A committee of judges has already been appointed by the government to get to the bottom of the matter. The report that surfaced yesterday was by the Cypriot central bank last August, well before the country's bailout was made final. The central bank hired Alvarez & Marsal, a financial consulting firm, to investigate how and why the Bank of Cyprus had come to make such a high-risk gamble.

Investigators say that from August 12th last year, the central bank had ordered that all electronic data at the banks be preserved. The report did not say when the file-wiping software on Mr Eliades' and Mr Patsalides' computers was installed. But investigators did suggest that digital documents could have been erased during the many delays that followed Alvarez's requests for documents.

"Mass deletion of data appears to have been undertaken on the Patsalides computer on 18 October 2012," the report said. The findings of the Alvarez report, especially the contention that top bank executives may have obstructed a central bank investigation, are likely to stir anger widely in Cyprus. And while the top executives and board members most closely tied to the Greek bond purchase are no longer with the banks, the allegations could raise further questions about the Bank of Cyprus' ability to survive.

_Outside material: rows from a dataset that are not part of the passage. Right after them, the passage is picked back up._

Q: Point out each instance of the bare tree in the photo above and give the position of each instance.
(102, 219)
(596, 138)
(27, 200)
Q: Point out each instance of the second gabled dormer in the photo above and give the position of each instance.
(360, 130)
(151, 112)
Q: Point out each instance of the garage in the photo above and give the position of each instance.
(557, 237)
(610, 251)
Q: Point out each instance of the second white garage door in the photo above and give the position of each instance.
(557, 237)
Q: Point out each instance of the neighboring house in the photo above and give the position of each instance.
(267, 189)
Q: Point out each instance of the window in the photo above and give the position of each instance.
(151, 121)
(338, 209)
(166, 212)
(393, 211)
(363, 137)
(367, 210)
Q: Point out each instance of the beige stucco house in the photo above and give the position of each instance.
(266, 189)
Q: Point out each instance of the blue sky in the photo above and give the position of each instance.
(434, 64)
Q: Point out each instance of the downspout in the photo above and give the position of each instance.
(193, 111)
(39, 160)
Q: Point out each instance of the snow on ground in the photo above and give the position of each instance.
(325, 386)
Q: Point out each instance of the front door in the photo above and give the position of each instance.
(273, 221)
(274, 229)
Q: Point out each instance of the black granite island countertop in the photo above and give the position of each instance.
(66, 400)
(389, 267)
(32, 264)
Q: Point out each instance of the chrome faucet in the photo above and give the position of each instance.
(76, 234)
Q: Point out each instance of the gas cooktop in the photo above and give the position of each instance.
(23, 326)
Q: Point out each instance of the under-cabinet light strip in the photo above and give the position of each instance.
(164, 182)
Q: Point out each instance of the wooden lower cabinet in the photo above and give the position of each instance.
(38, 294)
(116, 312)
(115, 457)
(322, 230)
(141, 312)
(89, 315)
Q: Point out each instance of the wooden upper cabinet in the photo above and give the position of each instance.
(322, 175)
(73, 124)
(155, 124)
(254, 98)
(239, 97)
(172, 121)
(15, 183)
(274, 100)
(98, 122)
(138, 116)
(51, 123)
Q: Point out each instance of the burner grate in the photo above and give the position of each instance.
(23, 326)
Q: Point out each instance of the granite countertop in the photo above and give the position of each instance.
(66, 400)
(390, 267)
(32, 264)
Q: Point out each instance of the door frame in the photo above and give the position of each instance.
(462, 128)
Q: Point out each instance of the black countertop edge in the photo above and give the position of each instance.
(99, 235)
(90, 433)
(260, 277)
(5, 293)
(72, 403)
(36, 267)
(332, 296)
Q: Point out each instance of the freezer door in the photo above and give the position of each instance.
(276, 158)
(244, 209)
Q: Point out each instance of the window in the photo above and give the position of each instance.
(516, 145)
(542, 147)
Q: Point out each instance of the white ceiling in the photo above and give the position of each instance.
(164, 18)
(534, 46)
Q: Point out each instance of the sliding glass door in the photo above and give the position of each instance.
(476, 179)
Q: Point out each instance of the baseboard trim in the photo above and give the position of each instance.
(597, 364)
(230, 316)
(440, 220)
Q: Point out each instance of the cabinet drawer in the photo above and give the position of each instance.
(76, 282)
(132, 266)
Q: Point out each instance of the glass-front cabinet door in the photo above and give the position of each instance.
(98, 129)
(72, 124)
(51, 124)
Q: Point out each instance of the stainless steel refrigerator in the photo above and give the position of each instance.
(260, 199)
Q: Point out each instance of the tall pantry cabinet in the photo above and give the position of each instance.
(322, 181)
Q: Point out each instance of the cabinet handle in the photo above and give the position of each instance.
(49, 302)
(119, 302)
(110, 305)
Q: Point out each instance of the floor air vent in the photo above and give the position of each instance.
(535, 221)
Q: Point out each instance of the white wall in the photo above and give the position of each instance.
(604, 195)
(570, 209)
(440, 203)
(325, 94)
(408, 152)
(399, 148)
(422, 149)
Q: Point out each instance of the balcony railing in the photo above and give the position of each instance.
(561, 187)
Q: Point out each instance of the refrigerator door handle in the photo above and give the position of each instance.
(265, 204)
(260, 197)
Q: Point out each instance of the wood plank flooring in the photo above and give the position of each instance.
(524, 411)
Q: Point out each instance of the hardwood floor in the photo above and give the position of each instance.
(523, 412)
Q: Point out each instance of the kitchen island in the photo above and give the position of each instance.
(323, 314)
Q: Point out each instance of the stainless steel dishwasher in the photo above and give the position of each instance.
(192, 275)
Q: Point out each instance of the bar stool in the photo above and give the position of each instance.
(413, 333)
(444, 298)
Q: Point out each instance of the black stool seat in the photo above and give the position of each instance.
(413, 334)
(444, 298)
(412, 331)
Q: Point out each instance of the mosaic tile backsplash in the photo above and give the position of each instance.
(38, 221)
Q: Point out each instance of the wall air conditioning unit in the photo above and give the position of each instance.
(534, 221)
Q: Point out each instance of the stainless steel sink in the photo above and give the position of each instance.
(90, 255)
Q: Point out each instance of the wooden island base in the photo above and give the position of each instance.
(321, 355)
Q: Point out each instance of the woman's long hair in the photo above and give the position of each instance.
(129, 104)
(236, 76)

The Alvarez report provides new details on the extent to which Bank of Cyprus officials were hoping that the high yields generated by the Greek bonds would cover the bank's imploding loan book. Alvarez investigators said that, according to the records they were able to secure from the bank, the decision to buy the bonds was based on a last gasp effort by the bank to generate profits as their loan book began to sour in late 2009 and through the spring of 2010.

Investigators also said that the bank, like others in Europe at the time, made use of cheap financing from the European Central Bank to make these bets. As a result, executives in the bank's treasury department bought the riskiest high-yielding bonds available and found willing sellers in banks eager to reduce their exposure to Greece.

When it became clear not long after the Greek bailout in May 2010 that some form of debt restructuring would have to take place, the Bank of Cyprus found itself stuck with a €2.4 billion portfolio of Greek bonds.